Re: large page support for kvm

public inbox for kvm@vger.kernel.org
 help / color / mirror / Atom feed

From: "Joerg Roedel" <joerg.roedel-5C7GfCeVMHo@public.gmane.org>
To: "Avi Kivity" <avi-atKUWr5tajBWk0Htik3J/w@public.gmane.org>
Cc: kvm-devel <kvm-devel-5NWGOfrQmneRv+LV9MX5uipxlwaOVQ5f@public.gmane.org>
Subject: Re: large page support for kvm
Date: Wed, 30 Jan 2008 19:40:35 +0100	[thread overview]
Message-ID: <20080130184035.GS6960@amd.com> (raw)
In-Reply-To: <479F604C.20107-atKUWr5tajBWk0Htik3J/w@public.gmane.org>

On Tue, Jan 29, 2008 at 07:20:12PM +0200, Avi Kivity wrote:

> Here's a rough sketch of my proposal:
> 
> - For every memory slot, allocate an array containing one int for every 
> potential large page included within that memory slot.  Each entry in 
> the array contains the number of write-protected 4KB pages within the 
> large page frame corresponding to that entry.
> 
> For example, if we have a memory slot for gpas 1MB-1GB, we'd have an 
> array of size 511, corresponding to the 511 2MB pages from 2MB upwards.  
> If we shadow a pagetable at address 4MB+8KB, we'd increment the entry 
> corresponding to the large page at 4MB.  When we unshadow that page, 
> decrement the entry.

You need to take care the the 2MB gpa is aligned 2 MB host physical to
be able to map it correctly with a large pte. So maybe we need two
memslots for 1MB-1GB. One for 1MB-2MB using normal 4kb pages and one
from 2MB-1GB which can be allocated using HugeTLBfs.

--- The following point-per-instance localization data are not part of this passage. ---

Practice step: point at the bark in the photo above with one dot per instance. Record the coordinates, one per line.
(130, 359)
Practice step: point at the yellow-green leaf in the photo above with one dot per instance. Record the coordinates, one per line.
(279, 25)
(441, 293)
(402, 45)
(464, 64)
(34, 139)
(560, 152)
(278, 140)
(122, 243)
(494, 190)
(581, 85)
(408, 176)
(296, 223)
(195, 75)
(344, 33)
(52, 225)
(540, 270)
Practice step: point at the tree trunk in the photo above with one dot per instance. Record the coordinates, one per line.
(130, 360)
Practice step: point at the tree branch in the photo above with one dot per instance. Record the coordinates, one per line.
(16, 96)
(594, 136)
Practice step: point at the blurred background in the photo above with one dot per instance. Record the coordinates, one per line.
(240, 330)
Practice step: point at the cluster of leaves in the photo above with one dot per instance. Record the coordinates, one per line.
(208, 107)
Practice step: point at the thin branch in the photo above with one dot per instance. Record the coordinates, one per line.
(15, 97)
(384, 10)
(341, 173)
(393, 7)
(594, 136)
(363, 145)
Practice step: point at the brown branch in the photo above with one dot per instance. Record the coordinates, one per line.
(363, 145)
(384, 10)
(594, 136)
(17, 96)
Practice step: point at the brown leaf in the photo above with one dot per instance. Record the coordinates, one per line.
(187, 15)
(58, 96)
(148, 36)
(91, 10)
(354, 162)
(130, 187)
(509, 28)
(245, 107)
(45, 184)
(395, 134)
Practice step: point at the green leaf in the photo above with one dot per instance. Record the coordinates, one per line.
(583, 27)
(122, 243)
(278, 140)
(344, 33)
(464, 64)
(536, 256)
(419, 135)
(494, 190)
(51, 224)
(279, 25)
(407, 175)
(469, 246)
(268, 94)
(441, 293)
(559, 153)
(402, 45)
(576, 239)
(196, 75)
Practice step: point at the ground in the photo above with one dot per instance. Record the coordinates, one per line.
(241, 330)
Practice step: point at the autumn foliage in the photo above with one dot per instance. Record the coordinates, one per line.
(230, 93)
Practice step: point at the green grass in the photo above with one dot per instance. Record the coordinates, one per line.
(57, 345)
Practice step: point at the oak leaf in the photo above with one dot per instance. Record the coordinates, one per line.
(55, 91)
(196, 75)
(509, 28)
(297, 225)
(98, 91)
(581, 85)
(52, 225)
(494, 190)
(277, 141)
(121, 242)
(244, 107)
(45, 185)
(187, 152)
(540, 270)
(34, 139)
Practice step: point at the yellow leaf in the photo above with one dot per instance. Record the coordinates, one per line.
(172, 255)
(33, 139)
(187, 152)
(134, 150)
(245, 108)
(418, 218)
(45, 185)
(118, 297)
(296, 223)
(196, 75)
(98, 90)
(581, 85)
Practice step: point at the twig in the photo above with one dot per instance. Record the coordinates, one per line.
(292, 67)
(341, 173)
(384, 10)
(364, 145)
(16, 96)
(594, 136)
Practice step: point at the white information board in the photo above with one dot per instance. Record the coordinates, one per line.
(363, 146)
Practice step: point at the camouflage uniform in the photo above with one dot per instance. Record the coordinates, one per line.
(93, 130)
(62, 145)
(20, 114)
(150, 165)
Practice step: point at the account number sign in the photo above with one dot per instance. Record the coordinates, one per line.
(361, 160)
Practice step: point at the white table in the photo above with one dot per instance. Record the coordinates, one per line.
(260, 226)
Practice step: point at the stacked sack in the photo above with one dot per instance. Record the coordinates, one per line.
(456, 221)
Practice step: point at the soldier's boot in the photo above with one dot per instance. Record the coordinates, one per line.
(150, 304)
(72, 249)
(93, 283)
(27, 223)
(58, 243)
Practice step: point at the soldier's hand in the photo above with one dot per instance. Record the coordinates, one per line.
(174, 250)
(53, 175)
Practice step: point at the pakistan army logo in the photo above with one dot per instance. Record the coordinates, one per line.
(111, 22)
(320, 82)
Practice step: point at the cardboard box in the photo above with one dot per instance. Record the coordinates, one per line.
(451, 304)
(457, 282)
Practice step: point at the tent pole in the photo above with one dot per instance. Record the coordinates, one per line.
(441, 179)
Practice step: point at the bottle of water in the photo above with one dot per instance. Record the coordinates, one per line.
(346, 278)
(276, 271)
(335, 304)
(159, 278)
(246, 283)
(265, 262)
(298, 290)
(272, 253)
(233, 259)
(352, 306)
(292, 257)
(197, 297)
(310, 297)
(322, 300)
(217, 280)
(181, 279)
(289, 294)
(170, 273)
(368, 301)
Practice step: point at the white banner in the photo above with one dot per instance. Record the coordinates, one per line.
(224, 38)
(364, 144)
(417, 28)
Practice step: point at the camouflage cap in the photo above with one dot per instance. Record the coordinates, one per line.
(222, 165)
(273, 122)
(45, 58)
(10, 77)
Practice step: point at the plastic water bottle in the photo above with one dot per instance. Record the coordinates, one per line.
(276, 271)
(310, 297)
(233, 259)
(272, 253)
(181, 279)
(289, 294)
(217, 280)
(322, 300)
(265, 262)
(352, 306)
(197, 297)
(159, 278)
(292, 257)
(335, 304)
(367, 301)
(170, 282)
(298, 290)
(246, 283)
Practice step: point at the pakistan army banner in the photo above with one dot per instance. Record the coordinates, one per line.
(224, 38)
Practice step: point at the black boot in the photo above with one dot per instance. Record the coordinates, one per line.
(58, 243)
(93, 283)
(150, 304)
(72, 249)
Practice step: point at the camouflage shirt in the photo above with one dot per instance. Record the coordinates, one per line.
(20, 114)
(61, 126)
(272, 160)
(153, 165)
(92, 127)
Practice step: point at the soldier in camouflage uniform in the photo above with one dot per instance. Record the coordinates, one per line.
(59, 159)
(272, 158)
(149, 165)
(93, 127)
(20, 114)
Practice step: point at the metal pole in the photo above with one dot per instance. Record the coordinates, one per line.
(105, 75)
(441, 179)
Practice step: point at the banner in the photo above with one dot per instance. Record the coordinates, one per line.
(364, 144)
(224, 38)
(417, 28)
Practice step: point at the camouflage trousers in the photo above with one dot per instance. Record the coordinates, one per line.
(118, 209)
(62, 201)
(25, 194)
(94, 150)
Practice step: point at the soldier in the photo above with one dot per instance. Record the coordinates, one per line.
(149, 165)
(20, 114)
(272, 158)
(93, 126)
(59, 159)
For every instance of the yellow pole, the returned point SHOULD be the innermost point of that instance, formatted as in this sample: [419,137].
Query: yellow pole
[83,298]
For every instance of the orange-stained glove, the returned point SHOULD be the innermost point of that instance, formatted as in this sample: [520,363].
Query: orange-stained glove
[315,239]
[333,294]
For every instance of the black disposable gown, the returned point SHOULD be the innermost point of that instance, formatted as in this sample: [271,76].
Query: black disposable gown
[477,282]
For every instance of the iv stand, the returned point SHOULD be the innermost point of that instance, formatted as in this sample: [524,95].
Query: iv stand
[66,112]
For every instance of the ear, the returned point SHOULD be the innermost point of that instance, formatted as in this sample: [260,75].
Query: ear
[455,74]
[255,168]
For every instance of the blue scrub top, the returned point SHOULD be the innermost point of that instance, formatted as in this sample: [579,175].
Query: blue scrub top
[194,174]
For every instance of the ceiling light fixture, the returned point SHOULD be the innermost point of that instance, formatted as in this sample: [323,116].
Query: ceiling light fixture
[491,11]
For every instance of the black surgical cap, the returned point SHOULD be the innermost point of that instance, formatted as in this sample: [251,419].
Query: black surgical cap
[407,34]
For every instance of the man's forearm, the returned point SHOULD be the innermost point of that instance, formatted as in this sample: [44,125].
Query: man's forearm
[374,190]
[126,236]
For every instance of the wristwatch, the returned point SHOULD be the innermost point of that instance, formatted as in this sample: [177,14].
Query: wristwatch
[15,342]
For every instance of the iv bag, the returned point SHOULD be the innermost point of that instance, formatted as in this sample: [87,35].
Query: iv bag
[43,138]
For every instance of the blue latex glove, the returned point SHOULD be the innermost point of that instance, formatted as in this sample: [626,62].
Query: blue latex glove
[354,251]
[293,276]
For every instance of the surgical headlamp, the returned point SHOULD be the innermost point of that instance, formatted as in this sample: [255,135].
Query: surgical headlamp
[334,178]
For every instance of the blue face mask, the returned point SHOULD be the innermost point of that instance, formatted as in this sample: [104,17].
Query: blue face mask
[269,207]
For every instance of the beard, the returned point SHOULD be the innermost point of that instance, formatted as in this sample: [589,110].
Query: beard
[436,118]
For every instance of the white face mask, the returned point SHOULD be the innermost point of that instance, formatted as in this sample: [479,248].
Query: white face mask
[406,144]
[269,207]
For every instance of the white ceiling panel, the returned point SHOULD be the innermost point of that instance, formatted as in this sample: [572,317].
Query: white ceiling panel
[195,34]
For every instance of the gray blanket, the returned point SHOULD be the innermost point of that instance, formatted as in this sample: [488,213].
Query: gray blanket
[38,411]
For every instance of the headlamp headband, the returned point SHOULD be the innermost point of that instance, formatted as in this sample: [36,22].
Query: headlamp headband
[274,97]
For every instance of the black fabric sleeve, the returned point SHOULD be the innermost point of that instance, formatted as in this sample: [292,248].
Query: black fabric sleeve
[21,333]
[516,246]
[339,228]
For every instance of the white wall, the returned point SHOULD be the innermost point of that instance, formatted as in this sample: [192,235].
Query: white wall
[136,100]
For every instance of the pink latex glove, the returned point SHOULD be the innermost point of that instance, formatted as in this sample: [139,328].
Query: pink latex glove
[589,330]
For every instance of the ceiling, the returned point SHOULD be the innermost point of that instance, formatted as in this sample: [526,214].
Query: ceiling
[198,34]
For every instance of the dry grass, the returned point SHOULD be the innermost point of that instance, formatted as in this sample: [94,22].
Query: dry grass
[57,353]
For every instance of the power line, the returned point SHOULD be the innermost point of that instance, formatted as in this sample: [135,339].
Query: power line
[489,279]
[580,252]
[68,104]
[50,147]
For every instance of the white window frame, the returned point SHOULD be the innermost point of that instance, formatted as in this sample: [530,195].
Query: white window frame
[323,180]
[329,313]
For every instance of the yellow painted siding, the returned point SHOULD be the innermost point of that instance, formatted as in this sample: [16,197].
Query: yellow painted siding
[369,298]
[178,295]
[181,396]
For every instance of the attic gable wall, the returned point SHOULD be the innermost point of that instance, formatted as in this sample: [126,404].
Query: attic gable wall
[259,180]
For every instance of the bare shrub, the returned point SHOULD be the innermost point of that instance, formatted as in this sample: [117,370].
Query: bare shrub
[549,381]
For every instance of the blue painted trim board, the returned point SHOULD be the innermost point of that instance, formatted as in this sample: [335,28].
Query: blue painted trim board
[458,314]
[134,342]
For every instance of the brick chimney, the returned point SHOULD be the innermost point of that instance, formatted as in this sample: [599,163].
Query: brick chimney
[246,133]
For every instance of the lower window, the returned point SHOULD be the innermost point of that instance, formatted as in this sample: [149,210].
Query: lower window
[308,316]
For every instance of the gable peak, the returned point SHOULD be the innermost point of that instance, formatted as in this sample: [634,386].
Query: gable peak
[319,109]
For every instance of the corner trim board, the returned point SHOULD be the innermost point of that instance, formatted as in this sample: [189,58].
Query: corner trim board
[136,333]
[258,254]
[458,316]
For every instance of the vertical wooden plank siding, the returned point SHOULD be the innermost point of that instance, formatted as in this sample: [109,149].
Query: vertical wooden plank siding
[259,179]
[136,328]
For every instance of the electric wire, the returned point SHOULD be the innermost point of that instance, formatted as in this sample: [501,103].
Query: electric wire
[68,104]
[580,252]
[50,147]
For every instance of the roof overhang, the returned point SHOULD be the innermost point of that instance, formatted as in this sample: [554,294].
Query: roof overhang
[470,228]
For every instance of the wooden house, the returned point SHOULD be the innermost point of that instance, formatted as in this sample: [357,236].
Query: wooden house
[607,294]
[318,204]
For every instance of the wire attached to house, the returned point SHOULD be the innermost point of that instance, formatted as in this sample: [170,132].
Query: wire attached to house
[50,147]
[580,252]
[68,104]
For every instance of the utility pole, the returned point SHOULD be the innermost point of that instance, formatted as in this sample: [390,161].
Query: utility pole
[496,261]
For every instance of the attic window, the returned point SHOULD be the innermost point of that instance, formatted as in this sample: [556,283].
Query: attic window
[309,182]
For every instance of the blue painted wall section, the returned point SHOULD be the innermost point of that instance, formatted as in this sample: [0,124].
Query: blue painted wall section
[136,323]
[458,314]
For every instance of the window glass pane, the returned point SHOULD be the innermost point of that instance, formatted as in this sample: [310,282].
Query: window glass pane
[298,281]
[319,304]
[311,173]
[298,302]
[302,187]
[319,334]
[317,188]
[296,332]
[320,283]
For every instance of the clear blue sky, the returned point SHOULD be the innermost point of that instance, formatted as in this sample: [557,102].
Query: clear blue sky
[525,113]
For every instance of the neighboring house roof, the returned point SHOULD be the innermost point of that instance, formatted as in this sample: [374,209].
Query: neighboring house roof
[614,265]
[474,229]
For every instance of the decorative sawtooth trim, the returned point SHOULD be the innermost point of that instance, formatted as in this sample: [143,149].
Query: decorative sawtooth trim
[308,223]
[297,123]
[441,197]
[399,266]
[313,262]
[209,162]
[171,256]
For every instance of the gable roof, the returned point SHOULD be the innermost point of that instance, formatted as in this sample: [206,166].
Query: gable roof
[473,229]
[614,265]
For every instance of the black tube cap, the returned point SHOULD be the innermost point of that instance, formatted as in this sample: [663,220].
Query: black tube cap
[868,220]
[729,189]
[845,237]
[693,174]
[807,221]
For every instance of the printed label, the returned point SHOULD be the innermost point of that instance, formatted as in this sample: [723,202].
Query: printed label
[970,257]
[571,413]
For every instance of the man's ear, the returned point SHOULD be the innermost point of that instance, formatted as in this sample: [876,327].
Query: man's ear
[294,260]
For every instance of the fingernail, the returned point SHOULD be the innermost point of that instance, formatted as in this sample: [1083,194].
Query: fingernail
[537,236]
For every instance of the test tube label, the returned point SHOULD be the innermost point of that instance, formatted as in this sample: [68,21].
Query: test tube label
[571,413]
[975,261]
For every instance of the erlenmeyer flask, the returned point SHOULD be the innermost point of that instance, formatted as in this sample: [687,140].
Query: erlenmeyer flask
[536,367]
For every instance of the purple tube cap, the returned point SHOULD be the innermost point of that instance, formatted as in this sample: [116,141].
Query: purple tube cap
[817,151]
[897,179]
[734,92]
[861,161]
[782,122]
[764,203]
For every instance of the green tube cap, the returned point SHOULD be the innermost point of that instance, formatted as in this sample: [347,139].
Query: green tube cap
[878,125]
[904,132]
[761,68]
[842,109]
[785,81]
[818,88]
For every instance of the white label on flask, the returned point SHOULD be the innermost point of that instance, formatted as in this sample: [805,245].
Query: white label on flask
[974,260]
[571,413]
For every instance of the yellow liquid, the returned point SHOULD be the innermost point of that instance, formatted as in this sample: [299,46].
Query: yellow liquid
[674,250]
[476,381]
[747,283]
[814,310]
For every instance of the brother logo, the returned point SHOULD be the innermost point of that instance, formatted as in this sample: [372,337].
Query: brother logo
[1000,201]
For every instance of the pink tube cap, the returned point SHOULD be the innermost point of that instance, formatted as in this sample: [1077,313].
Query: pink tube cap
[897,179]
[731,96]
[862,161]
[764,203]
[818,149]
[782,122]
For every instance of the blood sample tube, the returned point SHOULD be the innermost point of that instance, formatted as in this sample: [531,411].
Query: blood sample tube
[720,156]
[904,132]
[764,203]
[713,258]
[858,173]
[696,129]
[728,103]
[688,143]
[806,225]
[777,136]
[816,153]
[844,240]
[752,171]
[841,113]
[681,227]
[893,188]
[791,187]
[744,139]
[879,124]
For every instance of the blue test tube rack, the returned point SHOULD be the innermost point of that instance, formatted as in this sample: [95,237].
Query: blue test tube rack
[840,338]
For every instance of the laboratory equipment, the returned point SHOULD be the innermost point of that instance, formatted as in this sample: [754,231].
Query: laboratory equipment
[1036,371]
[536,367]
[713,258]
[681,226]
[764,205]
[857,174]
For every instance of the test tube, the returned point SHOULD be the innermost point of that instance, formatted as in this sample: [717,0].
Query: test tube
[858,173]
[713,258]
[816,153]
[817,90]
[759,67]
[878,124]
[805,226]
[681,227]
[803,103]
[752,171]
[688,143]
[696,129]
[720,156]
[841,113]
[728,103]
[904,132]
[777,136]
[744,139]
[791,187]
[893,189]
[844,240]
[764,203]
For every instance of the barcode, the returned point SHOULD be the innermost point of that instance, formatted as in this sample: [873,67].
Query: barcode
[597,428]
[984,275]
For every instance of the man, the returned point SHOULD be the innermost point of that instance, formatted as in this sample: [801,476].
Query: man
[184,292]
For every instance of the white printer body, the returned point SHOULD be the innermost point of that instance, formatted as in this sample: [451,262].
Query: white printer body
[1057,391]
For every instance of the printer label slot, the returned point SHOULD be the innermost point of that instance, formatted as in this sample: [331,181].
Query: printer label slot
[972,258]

> - If we attempt to shadow a large page (either a guest pse pte, or a 
> real-mode pseudo pte), we check if the host page is a large page.  If 
> so, we also check the write-protect count array.  If the result is zero, 
> we create a shadow pse pte.
> 
> - Whenever we write-protect a page, also zap any large-page mappings for 
> that page.  This means rmap will need some extension to handle pde rmaps 
> in addition to pte rmaps.

This sounds straight forward to me. All you need is a short value for
every potential large page and initialize it with -1 if the host page is
a large page and with 0 otherwise. Every time this value reaches -1 we
can map the page with a large pte (and the guest maps with large pte).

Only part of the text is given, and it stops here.